Of the 1096 patients in the current study who survived until hospital discharge, 110 patients with central sleep apnea (34%), 153 patients with obstructive sleep apnea (32%), and 40 patients without sleep apnea (17%) died within 3 years, mostly from congestive HF.

Sleep apnea independently predicted the risk of death during follow-up.

Adjusted Hazard Ratios* For Time to Death During 36 Months After Hospital Discharge

Sleep apnea type HR (95% CI) P
Central 1.61 (1.1–2.4) 0.02
Obstructive 1.53 (1.1–2.2) 0.02
*Adjusted for LVEF; age; BMI; sex; race; creatinine; diabetes; cardiomyopathy type; CAD; chronic kidney disease; discharge systolic BP; hypertension; discharge ACE inhibitor or angiotensin-receptor blocker, discharge beta-blocker; initial length of hospital stay; admission Na; admission hemoglobin; and BUN

In the first year after being discharged from the hospital, 58 patients with central sleep apnea and 103 patients with obstructive sleep apnea completed CPAP therapy as recommended: they used the device for more than 4 hours a night for 6 to 12 months.

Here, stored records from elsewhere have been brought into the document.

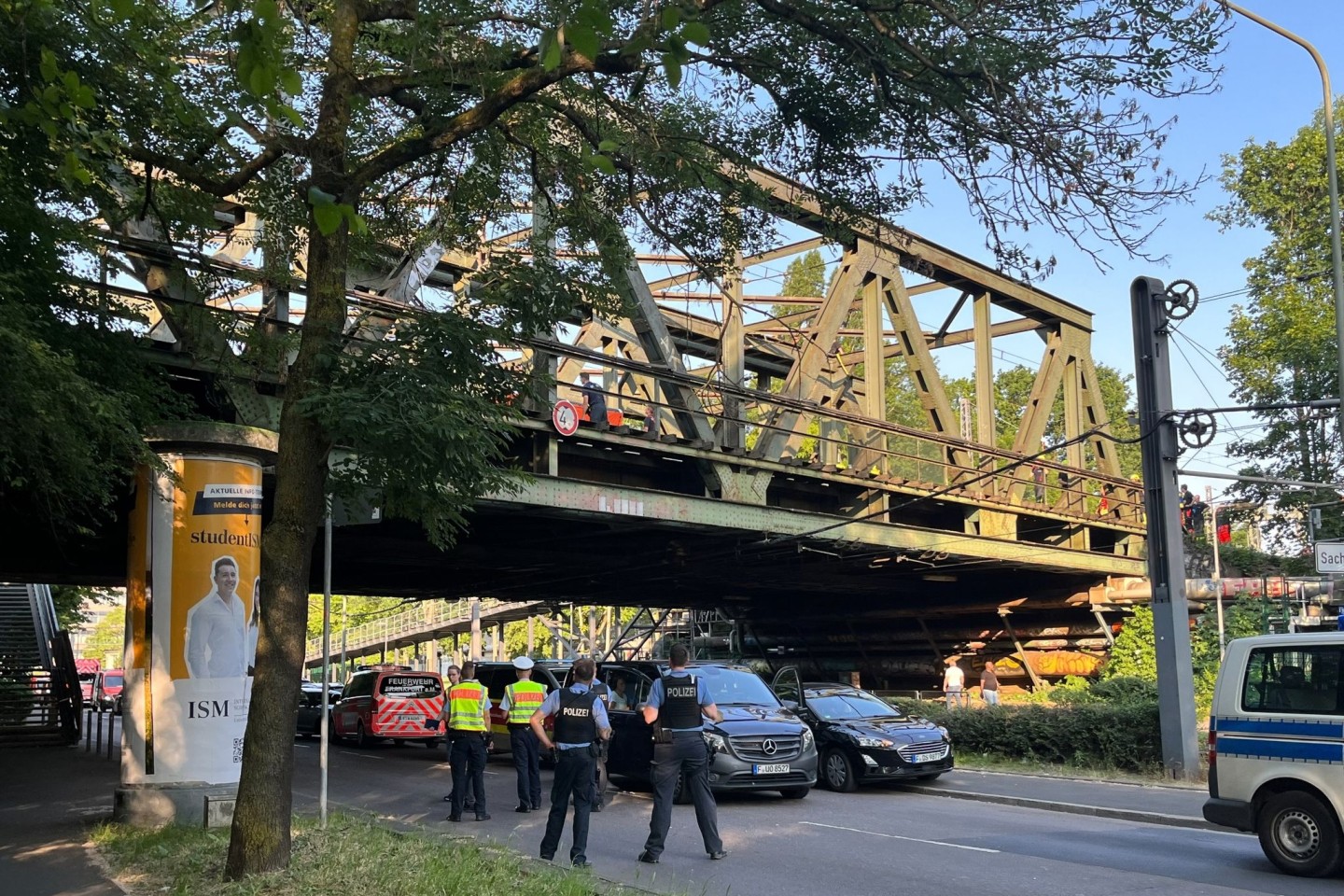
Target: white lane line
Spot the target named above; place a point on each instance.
(913, 840)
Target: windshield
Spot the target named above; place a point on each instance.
(729, 687)
(837, 706)
(410, 687)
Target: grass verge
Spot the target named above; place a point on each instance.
(353, 856)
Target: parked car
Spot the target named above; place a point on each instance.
(390, 702)
(760, 745)
(861, 736)
(308, 716)
(1274, 745)
(106, 690)
(497, 676)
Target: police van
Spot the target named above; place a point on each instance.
(1276, 749)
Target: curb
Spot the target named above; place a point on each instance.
(1077, 809)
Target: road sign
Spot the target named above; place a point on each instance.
(565, 416)
(1329, 556)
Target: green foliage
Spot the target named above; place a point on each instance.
(1133, 654)
(107, 637)
(1123, 735)
(1281, 343)
(187, 861)
(69, 601)
(17, 697)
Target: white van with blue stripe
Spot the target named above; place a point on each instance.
(1276, 749)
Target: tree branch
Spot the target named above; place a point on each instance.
(518, 89)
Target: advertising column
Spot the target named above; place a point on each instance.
(194, 583)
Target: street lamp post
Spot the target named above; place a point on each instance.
(1337, 256)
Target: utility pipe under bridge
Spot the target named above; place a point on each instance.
(429, 623)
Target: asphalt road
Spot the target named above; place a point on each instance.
(878, 841)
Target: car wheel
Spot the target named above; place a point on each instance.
(681, 795)
(837, 771)
(1300, 834)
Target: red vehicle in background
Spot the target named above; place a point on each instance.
(106, 690)
(390, 702)
(88, 672)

These patients had a survival that was comparable to that of patients who did not have sleep-disordered breathing.

Thus, "sleep-disordered breathing is potentially treatable and may provide an opportunity to impact the outcome of HF hospitalizations," Khayat and colleagues write. The group is currently evaluating the effect of sleep-apnea treatment in patients with HF in a randomized controlled trial.

This research was supported by grants from National Institute of Health and the National Center for Research Resources . The authors and Somers have reported they have no relevant financial relationships.